By now, you would’ve known that Real Racing 3 is due to be a freemium game employing a timer-based mechanic. I had my reservations about it, but reading the initial impressions of journalists from established gaming publications regarding the way the timer-system worked, I thought it won’t be so bad after all.
But I was duly proven wrong. Just a few hours ago, Real Racing 3 unexpectedly launched in a few iTunes Appstores as part of a “soft launch”. Wasting no time, I grabbed my iPad 2 and downloaded the game. Right at the beginning, when you are asked to buy a car, you are presented with a 2-minute timer. Either wait for the clock to run down or pay 2 gold coins. Luckily you start with a handful of gold coins, so I just skipped. Or else, that would have been the last I saw of Real Racing 3.

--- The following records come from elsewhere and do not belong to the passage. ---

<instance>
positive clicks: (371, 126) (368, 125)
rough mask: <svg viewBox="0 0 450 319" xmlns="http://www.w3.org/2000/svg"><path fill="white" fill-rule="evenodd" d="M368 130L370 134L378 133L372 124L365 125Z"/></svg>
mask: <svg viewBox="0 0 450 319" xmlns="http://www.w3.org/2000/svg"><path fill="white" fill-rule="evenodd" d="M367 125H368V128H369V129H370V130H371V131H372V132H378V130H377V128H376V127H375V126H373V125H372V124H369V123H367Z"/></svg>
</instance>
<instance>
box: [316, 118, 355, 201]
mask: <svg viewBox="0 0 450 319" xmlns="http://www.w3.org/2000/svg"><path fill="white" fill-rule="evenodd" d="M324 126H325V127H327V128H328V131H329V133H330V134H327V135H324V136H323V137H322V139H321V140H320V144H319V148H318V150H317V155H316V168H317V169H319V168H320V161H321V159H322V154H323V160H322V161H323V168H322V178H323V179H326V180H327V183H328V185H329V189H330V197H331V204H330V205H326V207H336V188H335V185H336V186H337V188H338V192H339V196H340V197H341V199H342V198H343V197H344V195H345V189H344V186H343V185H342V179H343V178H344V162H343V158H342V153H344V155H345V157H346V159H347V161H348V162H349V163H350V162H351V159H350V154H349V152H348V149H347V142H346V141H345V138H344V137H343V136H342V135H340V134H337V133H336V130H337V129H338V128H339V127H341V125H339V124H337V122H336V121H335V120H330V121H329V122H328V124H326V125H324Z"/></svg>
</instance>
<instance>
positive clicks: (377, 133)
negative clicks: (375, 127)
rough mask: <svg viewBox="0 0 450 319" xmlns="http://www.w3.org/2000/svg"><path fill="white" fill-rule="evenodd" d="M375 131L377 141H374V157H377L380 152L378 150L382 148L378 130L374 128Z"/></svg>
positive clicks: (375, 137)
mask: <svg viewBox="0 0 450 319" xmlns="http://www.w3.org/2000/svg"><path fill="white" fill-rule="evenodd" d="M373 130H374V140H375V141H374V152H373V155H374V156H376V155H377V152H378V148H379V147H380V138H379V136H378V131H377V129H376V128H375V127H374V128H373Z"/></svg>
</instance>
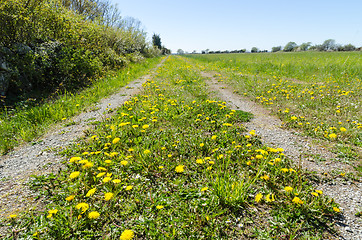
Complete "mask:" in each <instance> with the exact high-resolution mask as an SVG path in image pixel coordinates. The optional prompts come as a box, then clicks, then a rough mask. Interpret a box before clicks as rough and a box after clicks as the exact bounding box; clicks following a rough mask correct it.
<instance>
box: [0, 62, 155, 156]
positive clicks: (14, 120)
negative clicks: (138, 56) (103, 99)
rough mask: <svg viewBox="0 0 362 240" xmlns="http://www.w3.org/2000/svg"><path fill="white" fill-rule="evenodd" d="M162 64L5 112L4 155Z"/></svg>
mask: <svg viewBox="0 0 362 240" xmlns="http://www.w3.org/2000/svg"><path fill="white" fill-rule="evenodd" d="M158 62H159V58H154V59H147V60H146V61H144V62H142V63H137V64H133V65H131V66H129V67H127V68H125V69H122V70H120V71H119V72H114V73H112V74H109V76H106V77H104V78H103V79H100V80H99V81H97V82H95V83H94V84H93V85H92V86H90V87H89V88H86V89H84V90H83V91H80V92H79V93H76V94H73V93H65V94H63V95H61V96H59V97H58V98H57V100H55V101H50V102H46V103H43V104H40V105H36V106H31V107H27V106H26V104H25V105H24V106H23V107H18V108H15V109H11V110H7V109H5V111H3V112H2V113H1V115H0V153H1V154H4V153H7V152H8V151H9V150H11V149H13V148H14V147H15V146H17V145H19V144H21V143H23V142H30V141H32V140H34V139H35V138H36V137H39V136H41V135H42V134H43V133H44V132H45V131H46V130H47V129H48V128H49V126H50V125H52V124H54V123H57V122H60V121H64V120H66V119H67V118H69V117H72V116H74V115H76V114H78V113H80V112H81V111H84V110H85V109H87V108H88V107H89V106H90V105H92V104H94V103H96V102H98V101H99V100H100V99H102V98H104V97H107V96H109V95H111V94H112V93H114V92H116V91H118V90H119V88H120V87H122V86H125V85H126V84H127V83H129V82H130V81H132V80H135V79H137V78H138V77H140V76H142V75H144V74H146V72H147V71H149V70H150V69H152V68H153V67H154V66H155V65H156V64H157V63H158ZM29 101H31V99H29ZM30 104H31V103H29V105H30Z"/></svg>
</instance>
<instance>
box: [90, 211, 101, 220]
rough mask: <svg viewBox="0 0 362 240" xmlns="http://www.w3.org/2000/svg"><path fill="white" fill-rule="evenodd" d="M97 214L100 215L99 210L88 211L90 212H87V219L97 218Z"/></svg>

Next, you start racing. Every time you crash, your car performance decreases. After the race, you can repair your car. Depending on the amount of damage you sustain, the wait time grows longer. However, this can be avoided with skill (though I must say the AI is very aggressive here, for some reason). Tracks are also very narrow, increasing the likelihood of you sustaining damage. The wait-times for repairing damages are not too bad – between 5 to 15 minutes.
Then, when you start upgrading, you wait some more. As the upgrade tiers increase, the wait times increase exponentially as well. Starts at around 2 minutes, and increase to half an hour and God knows how much longer. Same story with purchasing new cars. I believe the wait times here will grow longer as well.
However, where EA has simply gone over the top is the wait times associated with “servicing” the cars. No matter how well you drive, you have got to service your car. And this happens frequently. Or else you suffer drastic performance reductions.
Now, take a deep breath. I have played Real Racing 3 for about one and a half hours now, and for the first batch of repairs and service (I decided to do them together), it took me around 2 hours 15 minutes. And a full 2 hours of that time came from servicing the car.
Take an even deeper breath now, please. 30 minutes of playtime or so later, I had to send it in for another round of servicing and repairs. This time, the wait time increased to a whopping 6 hours 30 minutes!!! And again 6 hours of it came from servicing alone, something which you have little control over.
The servicing part shouldn’t need to be in the game at all. There is a clear reason why it is there – to fill the pockets of the guys at EA. Worse still is that you can fast-forward all these with gold coins, but the gold coins are so expensive to purchase it is just not worth it. To skip two minutes, you need 2 gold coins. And you can buy 20 of those for $1.99. 6 hours of wait time meanwhile will require around 20 gold coins ($1.99). Imagine doing this after every few races. You’d grow bankrupt sooner rather than later!
Just as a note, this is not meant to be a review of any sort. Just me venting my frustration at the disgusting way EA has treated its best original mobile game franchise. And not forgetting the fact that they make us look like cash cows.
I was super-excited with Real Racing 3 and the fact it’s going to launch simultaneously on Android, but this abhorrent implementation of wait times to enrich their own pockets at the expense of quality and user experience is appalling at best. The game is solid otherwise, but this incident has simply demoralized me. And to think that other developers will adopt this method if it proves to be successful for EA just makes me sick.